The bill improves access, coordination, and infrastructure for suicide and mental‑health crisis response—especially by expanding 9‑8‑8 reach and supporting crisis centers—but requires new federal spending and imposes compliance and capacity risks that could strain local centers or be shifted onto providers and consumers if funding and implementation support are insufficient.
People experiencing suicidal crises or mental-health emergencies (broad public with mobile phones) will have more reliable access to 9‑8‑8 from all mobile handsets, including non‑service‑initialized devices, improving immediate access to emergency support.
Individuals at risk of suicide will receive proactive follow‑up check‑ins and referrals after crisis contacts, increasing continuity of care and reducing likelihood of repeated crises.
Crisis centers—especially in underserved areas—can expand capacity and improve quality through targeted grants and HHS technical assistance, increasing local access and consistency of follow‑up services.
Routing more traffic to 9‑8‑8 without matching, sustained increases in funding and staffing risks overwhelming local crisis centers, reducing service quality and timeliness for callers.

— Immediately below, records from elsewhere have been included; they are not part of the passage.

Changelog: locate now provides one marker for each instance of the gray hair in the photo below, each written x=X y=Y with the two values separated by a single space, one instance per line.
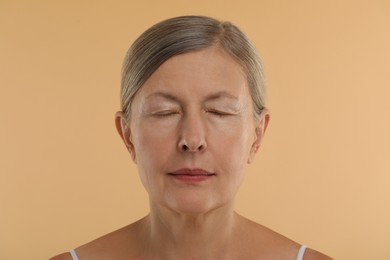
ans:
x=185 y=34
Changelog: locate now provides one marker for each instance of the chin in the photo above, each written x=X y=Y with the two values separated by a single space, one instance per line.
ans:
x=193 y=204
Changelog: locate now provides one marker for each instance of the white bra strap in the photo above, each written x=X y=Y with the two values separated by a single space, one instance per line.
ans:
x=73 y=254
x=301 y=252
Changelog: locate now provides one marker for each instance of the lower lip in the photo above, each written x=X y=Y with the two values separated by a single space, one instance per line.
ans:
x=191 y=178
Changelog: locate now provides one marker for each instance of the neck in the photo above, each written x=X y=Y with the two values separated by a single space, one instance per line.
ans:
x=175 y=235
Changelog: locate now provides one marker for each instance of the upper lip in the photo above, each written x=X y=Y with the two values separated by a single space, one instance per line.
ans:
x=193 y=172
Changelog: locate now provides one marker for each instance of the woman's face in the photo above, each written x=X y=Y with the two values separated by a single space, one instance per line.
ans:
x=192 y=131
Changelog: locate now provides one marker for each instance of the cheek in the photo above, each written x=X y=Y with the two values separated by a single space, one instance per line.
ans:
x=232 y=144
x=152 y=143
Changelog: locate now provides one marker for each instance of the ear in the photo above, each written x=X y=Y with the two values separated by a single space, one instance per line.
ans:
x=261 y=127
x=125 y=133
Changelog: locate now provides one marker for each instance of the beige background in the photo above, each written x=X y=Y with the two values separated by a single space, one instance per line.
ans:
x=322 y=177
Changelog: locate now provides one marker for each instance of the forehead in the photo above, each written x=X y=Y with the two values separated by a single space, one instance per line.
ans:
x=198 y=73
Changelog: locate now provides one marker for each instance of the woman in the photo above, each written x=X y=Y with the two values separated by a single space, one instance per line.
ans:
x=193 y=116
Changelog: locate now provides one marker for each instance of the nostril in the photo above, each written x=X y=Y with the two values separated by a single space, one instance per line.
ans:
x=185 y=147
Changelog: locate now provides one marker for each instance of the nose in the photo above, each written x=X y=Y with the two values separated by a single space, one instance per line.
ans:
x=192 y=136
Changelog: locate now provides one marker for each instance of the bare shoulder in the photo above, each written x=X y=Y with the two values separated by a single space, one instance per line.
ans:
x=272 y=245
x=312 y=254
x=117 y=244
x=63 y=256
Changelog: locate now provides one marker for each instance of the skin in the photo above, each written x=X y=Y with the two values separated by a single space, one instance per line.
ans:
x=194 y=112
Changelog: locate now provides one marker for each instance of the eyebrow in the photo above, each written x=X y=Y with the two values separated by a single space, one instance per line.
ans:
x=211 y=97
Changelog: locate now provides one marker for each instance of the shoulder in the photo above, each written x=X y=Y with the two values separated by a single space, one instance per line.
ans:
x=272 y=245
x=116 y=245
x=311 y=254
x=63 y=256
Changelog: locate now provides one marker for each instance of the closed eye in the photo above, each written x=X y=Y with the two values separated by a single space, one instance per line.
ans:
x=166 y=113
x=218 y=113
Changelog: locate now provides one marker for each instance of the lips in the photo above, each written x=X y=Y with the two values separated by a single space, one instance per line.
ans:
x=192 y=175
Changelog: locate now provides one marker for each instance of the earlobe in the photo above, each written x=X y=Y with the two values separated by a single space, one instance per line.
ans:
x=124 y=132
x=260 y=129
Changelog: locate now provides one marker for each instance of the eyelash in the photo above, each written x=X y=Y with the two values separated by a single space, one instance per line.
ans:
x=166 y=113
x=218 y=113
x=171 y=113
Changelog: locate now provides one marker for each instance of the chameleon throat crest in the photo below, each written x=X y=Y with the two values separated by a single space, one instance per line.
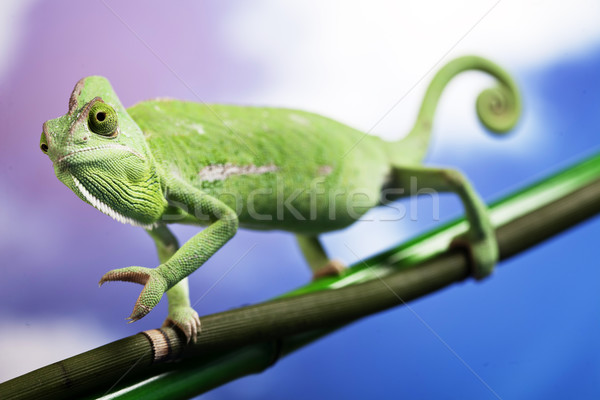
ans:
x=106 y=209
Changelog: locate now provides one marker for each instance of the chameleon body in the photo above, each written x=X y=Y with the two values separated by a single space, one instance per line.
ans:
x=166 y=161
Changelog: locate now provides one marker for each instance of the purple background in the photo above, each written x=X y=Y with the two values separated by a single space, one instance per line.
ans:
x=529 y=332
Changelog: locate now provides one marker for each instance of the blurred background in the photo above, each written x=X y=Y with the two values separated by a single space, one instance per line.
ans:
x=528 y=332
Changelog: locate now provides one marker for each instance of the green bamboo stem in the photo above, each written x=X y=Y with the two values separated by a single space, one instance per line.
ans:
x=275 y=328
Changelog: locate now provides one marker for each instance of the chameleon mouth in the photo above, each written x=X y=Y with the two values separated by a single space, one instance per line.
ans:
x=101 y=147
x=103 y=207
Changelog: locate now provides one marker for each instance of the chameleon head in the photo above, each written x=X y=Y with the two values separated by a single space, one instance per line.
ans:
x=100 y=153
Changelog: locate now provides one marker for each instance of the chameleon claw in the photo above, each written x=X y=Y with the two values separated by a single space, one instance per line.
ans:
x=186 y=320
x=154 y=287
x=139 y=275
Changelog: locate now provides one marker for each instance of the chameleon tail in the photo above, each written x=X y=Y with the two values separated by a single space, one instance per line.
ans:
x=498 y=108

Grants may be time‑limited or insufficient to cover long‑term follow‑up needs, leaving gaps in ongoing care once initial funds are spent.
Limiting eligibility to centers already in the existing network could exclude effective local providers that are not yet members, reducing reach into some communities.
Based on analysis of 3 sections of legislative text.
Funds HHS grants for follow-up after 9‑8‑8 crisis contacts and requires FCC rules forcing mobile carriers to deliver all calls/texts to 9‑8‑8, including NSI handsets.
Introduced March 26, 2026 by Jamie Ben Raskin · Last progress March 26, 2026
Provides federal grants to crisis centers for follow-up services after people contact suicide-prevention or crisis intervention services, and directs the FCC to require commercial mobile providers to deliver all calls and texts to the 9‑8‑8 crisis line, including those from non-service-initialized handsets. The legislation sets timelines for agency rules and provider compliance, defines eligibility for grants, authorizes $30 million for FY2027 for follow-up services, and stages changes to the Communications Act with a delayed effective date for certain phone-system requirements.